En 1990, les psychanalystes Pierre Fédida (1934-2002) et Daniel Widlöcher (°1929) créent à Paris la « Revue Internationale de Psychopathologie » (1990-1997) avec comme objectif de confronter les recherches provenant de champs théoriques différents. Le psychologue et agrégé de philosophie Fédida est directeur de recherche et professeur titulaire à l’Unité de Sciences Humaines Cliniques de l’Université Paris VII. Il est également membre titulaire de l’International Psychoanalytical Association (IPA) et membre titulaire de l’Association psychanalytique de France. Dans ses publications, Fédida soulève les questions techniques relatives au corps dans la psychanalyse112. Au travers de la clinique des psychoses, des états limites et des affections somatiques, il cherche à renouveler l’approche des troubles somatiques par cette confrontation de la technique psychanalytique aux limites. Critique à l’égard des écoles de psychosomatique, il définit une « psychopathologie somatique » dont la préoccupation est de faire communiquer psychanalyse et médecine. Fédida est à l’origine de divers colloques dont « Filiations et généalogies dans les psychoses et en psychosomatique » (1979, en collaboration avec Jean Guyotat) et « Génétique clinique et psychopathologie » (1981, en collaboration avec Guyotat et Jacques-Michel Robert).Widlöcher est psychiatre, docteur en psychologie et psychanalyste. De 1953 à 1962, il est analysé par Jacques Lacan. Daniel Lagache, psychanalyste et professeur de psychologie, a une influence importante sur lui. En 1964, il rejoint l’Association Psychanalytique de France. Il est professeur de psychiatrie à l’université de Paris VI et chef du service de psychiatrie adulte à l’hôpital de la Salpêtrière. Il est élu président de l’IPA en 2001. Ses publications traitent entre autre de métapsychologie, de la pratique clinique avec les enfants et de la dépression113. Dans la Revue Internationale de Psychopathologie 114, Fédida et Widlöcher115 s’interrogent: « Comment alors resterait pertinente l’opposition entre le biologique et le psychologique, qui a été responsable longtemps d’une inertie théorique de la psychopathologie? ». En 1995, ils organisent un colloque à l’occasion du 100e anniversaire de l’Esquisse 116 .

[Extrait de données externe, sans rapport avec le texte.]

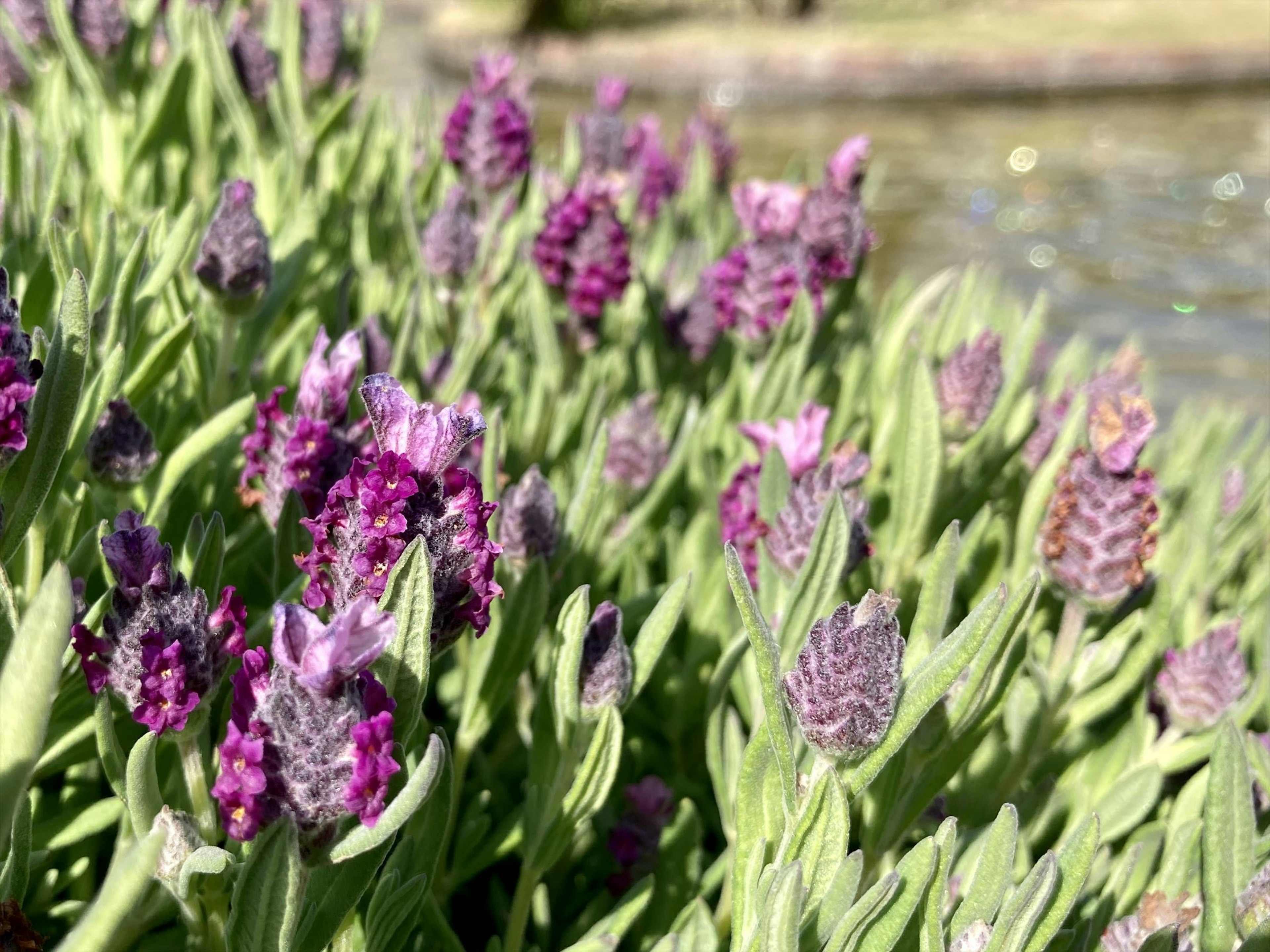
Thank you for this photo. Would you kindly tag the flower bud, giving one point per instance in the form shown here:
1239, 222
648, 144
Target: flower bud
846, 681
585, 249
1203, 682
450, 238
968, 385
121, 450
637, 449
234, 258
181, 842
528, 526
1098, 532
488, 135
312, 737
975, 938
102, 26
605, 676
256, 65
789, 539
1155, 912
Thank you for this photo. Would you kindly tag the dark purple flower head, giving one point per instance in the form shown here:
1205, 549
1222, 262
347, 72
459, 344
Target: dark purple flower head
655, 173
789, 539
488, 136
102, 26
312, 737
380, 507
162, 651
18, 376
968, 385
234, 258
706, 129
323, 26
313, 446
1049, 420
637, 449
585, 249
846, 681
1201, 683
605, 676
603, 131
30, 17
528, 526
256, 65
122, 449
450, 238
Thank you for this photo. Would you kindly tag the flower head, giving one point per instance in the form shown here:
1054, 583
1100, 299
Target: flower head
234, 258
637, 449
605, 676
162, 651
313, 446
450, 239
380, 507
121, 450
488, 135
1201, 683
528, 526
846, 681
312, 737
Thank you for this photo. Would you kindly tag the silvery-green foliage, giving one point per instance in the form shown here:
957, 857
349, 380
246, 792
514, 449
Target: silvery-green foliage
1029, 782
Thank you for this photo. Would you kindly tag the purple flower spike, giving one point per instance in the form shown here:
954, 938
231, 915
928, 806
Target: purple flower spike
585, 251
323, 26
846, 682
162, 649
1205, 681
1098, 532
121, 450
605, 676
308, 450
789, 540
234, 258
102, 26
968, 384
312, 738
256, 65
488, 135
637, 449
376, 509
450, 239
799, 441
18, 376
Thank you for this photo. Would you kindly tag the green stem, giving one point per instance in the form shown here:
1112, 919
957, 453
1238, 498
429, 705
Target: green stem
196, 782
520, 914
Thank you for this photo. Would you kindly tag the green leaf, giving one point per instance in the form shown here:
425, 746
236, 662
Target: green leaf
197, 446
656, 633
144, 799
120, 896
404, 666
1230, 827
269, 892
28, 685
818, 578
53, 416
768, 659
1075, 861
992, 873
108, 749
928, 685
416, 791
937, 600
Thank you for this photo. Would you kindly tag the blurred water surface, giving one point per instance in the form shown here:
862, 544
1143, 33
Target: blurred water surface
1140, 215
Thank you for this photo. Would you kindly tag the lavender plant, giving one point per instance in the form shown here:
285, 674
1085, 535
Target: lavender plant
573, 556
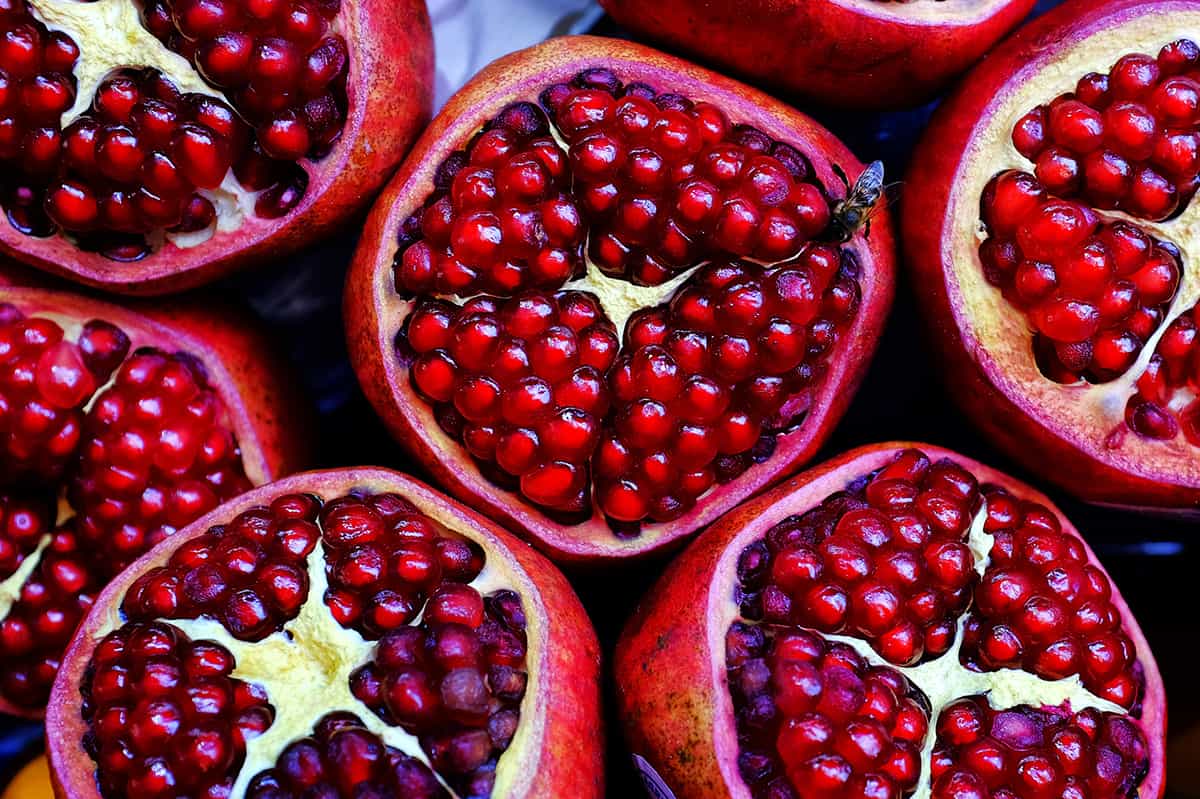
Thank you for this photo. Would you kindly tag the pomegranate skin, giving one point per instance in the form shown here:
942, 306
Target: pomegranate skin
390, 94
243, 367
372, 318
845, 53
563, 733
1030, 424
670, 662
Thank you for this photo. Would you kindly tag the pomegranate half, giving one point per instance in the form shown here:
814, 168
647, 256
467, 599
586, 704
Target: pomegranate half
347, 634
151, 146
898, 622
118, 426
612, 294
846, 53
1050, 227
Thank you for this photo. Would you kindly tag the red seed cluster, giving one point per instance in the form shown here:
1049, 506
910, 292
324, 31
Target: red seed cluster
535, 383
887, 563
1093, 292
343, 760
502, 217
984, 754
280, 61
251, 574
165, 716
157, 454
1128, 139
1174, 370
456, 682
1043, 607
52, 601
815, 720
142, 157
151, 452
45, 383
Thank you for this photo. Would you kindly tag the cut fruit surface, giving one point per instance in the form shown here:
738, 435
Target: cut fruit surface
899, 622
339, 634
613, 295
151, 146
1053, 233
118, 427
846, 53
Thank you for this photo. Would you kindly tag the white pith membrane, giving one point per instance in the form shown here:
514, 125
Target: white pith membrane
111, 36
305, 668
621, 298
1000, 326
943, 680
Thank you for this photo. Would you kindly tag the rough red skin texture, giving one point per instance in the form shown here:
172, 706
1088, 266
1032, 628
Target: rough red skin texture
967, 368
257, 390
849, 53
670, 661
390, 92
565, 750
371, 305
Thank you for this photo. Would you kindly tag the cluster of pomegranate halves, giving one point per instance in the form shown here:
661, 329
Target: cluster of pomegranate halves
612, 304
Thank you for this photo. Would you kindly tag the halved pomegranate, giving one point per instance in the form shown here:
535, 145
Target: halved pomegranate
346, 634
611, 294
899, 622
846, 53
118, 426
148, 146
1051, 227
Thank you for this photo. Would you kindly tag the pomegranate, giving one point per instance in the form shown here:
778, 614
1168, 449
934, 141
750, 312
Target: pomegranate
846, 53
1049, 228
118, 426
197, 136
899, 622
612, 294
343, 634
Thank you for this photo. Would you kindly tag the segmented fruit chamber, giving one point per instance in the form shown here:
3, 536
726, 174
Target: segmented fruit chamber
1089, 239
921, 634
341, 646
617, 299
111, 439
126, 126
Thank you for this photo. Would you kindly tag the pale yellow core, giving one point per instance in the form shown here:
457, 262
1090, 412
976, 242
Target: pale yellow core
111, 36
996, 323
305, 670
945, 680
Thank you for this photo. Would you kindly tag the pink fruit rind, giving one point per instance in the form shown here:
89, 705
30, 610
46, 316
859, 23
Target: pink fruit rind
373, 313
1135, 473
562, 749
672, 686
390, 92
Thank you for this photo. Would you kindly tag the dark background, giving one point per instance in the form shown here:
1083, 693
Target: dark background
901, 398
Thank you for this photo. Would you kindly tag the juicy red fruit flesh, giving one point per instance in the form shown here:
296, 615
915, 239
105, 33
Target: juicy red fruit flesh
887, 562
147, 157
139, 445
531, 374
448, 665
1095, 288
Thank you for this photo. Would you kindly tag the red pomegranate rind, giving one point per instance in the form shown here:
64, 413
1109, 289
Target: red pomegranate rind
1121, 434
139, 463
858, 53
555, 714
574, 528
331, 96
671, 664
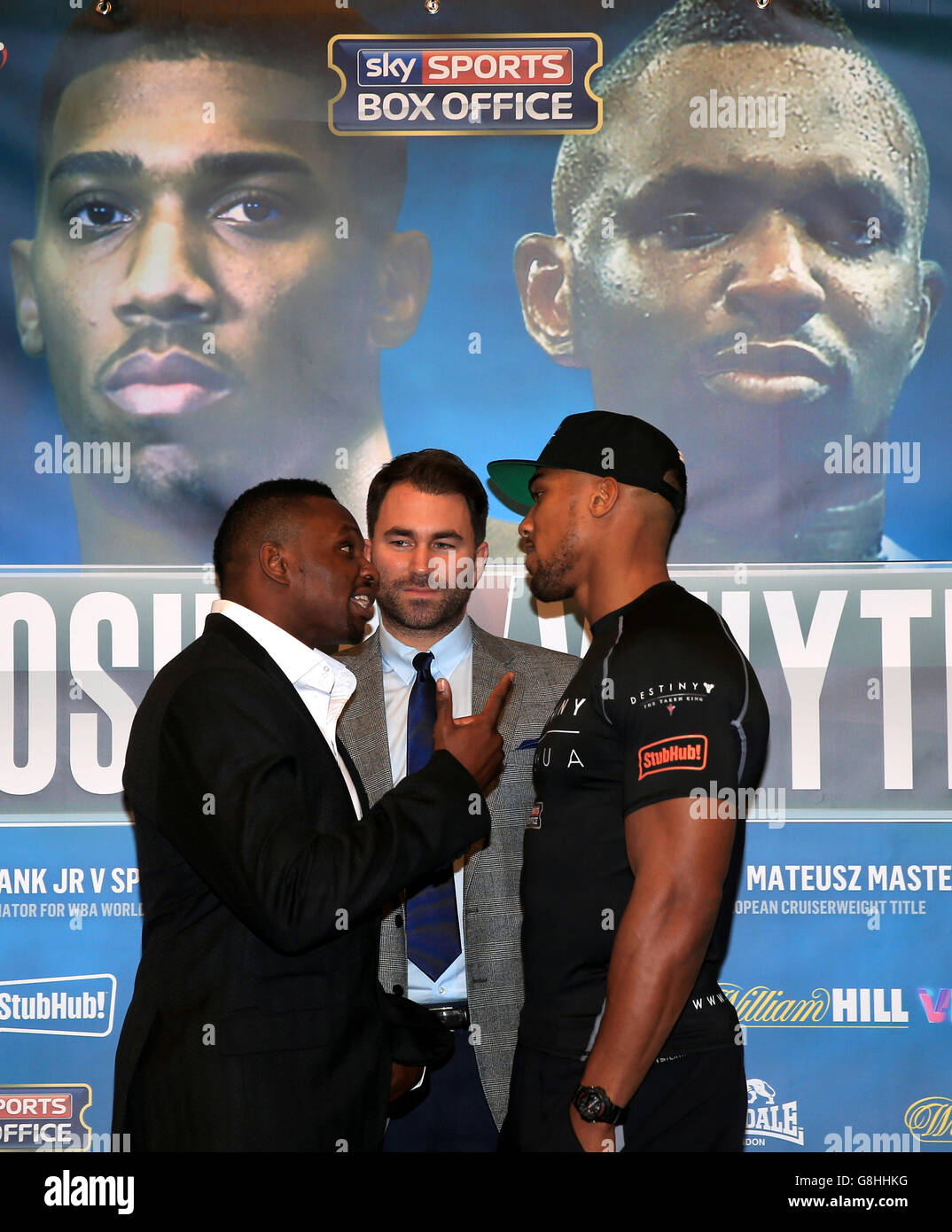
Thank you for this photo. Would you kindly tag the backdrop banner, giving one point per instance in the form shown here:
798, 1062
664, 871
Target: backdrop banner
291, 239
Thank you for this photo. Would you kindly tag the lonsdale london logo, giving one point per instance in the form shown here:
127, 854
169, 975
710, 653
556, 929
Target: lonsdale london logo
764, 1005
930, 1119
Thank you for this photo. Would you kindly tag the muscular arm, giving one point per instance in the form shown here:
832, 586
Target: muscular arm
680, 864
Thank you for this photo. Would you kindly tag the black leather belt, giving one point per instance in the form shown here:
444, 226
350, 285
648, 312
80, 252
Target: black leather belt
452, 1016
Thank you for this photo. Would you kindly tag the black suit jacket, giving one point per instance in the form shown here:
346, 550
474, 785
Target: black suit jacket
256, 1022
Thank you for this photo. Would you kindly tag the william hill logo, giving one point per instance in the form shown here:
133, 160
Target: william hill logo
761, 1005
930, 1119
673, 752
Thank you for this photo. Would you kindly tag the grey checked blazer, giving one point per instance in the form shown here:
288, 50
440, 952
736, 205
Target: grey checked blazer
492, 915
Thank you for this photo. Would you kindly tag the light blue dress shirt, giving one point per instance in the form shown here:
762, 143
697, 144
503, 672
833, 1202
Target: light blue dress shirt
453, 662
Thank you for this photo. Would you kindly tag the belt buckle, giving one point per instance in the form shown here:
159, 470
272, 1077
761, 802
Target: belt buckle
455, 1017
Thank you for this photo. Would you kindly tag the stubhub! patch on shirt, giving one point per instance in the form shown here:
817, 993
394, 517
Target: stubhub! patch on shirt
673, 752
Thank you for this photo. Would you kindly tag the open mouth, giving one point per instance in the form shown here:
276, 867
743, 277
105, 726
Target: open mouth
363, 603
164, 385
768, 373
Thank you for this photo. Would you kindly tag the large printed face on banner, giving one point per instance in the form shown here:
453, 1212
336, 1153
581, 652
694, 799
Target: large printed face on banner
739, 261
209, 285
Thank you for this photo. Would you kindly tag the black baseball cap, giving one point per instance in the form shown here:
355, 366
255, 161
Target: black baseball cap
600, 442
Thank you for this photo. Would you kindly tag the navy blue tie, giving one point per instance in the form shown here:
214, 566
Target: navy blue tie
433, 926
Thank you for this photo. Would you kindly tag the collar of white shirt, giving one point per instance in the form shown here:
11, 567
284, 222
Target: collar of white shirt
449, 652
303, 666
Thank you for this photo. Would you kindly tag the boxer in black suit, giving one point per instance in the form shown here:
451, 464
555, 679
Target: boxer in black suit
258, 1023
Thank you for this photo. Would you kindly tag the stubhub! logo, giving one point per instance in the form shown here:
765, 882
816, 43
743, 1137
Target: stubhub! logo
472, 66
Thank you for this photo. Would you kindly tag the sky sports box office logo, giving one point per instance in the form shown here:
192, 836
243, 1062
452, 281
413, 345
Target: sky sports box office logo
477, 82
44, 1117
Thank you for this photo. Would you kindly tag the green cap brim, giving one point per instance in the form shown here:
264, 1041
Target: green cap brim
511, 476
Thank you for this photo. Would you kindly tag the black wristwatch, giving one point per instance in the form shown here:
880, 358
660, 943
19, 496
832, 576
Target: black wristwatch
592, 1104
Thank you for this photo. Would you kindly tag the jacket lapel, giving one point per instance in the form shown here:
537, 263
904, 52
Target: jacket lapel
363, 723
492, 659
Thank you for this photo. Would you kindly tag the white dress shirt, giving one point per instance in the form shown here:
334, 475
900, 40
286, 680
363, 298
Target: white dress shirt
453, 662
324, 684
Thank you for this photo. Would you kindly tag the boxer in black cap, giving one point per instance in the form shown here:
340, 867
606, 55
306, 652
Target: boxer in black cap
631, 858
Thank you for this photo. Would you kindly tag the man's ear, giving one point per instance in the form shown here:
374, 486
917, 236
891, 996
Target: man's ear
543, 275
480, 559
403, 280
274, 563
25, 299
604, 496
933, 286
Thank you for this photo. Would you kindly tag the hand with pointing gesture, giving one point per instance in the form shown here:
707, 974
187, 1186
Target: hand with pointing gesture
473, 741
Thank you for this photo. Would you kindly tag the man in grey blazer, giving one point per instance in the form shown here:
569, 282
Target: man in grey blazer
453, 947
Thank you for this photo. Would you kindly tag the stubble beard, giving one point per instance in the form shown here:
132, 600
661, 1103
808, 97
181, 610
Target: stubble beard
423, 613
550, 579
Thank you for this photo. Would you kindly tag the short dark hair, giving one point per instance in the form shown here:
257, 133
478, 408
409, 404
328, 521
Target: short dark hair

Aux États-Unis, à New York, le biologiste d’origine new-yorkaise Gerald Maurice Edelman (°1929) apporte un soutien à la psychanalyse. En 1972, il obtient (avec Rodney Porter) le prix Nobel de médecine pour ses recherches sur les anticorps. Par la suite, il effectue comme professeur de neurobiologie un travail de recherche neuroscientifique très influant et innovant sur les fonctions supérieures du cerveau humain au Scripps Research Institute et comme directeur de l’Institut de neurosciences à La Jolla en Californie. Edelman est connu pour sa théorie de la conscience117. Son but est de prolonger la démarche darwinienne de l’évolution des organismes vivants à l’organisation de la vie psychique humaine, et en particulier à la conscience. Pour ce faire, il développe sa théorie de la sélection des groupes neuronaux (TSGN), connue également sous l’appellation de « Darwinisme neural »118: les neurones s’organisent en groupes fonctionnels par sélection au cours du développement. En d’autres termes, il existe une compétition entre les neurones qui les amène à s’auto-organiser par « modules» complexes et adaptables (au sein desquels les neurones sont plus densément interconnectés qu’ils ne le sont avec les neurones d’autres modules). La sélection s’opère au niveau de la synapse « par la survie des plus adaptés », c’est-à-dire sur base d’un critère fonctionnel. En d’autres termes, l’infans119 humain possède à l’origine plus de cent milliards de neurones, et c’est par élimination sélective en fonction de leur emploi que va se sculpter la morphologie singulière du sujet. Cette sélection expérientielle permet d’inscrire l’évènementiel dans le cerveau par le biais de cartes neuronales spatiotemporelles complexes: il s’agit du fondement de la plasticité cérébrale. Un élément important pour l’organisation dynamique du cerveau est la signalisation réentrante entre groupes neuronaux. Cette réentrée consiste en un échange de signaux dans une dynamique récursive continue qui a lieu en parallèle entre les cartes du cerveau et qui relie entre elles les cartes dans le temps et dans l’espace. La réentrée d’aires (perceptuelles) primaires par des circuits d’intégration supérieure est alors ce qui permettrait une catégorisation et une allocation de valeurs – par exemple émotionnelles – au percept. Cette réentrée permettrait, en d’autres termes, une perception de significations.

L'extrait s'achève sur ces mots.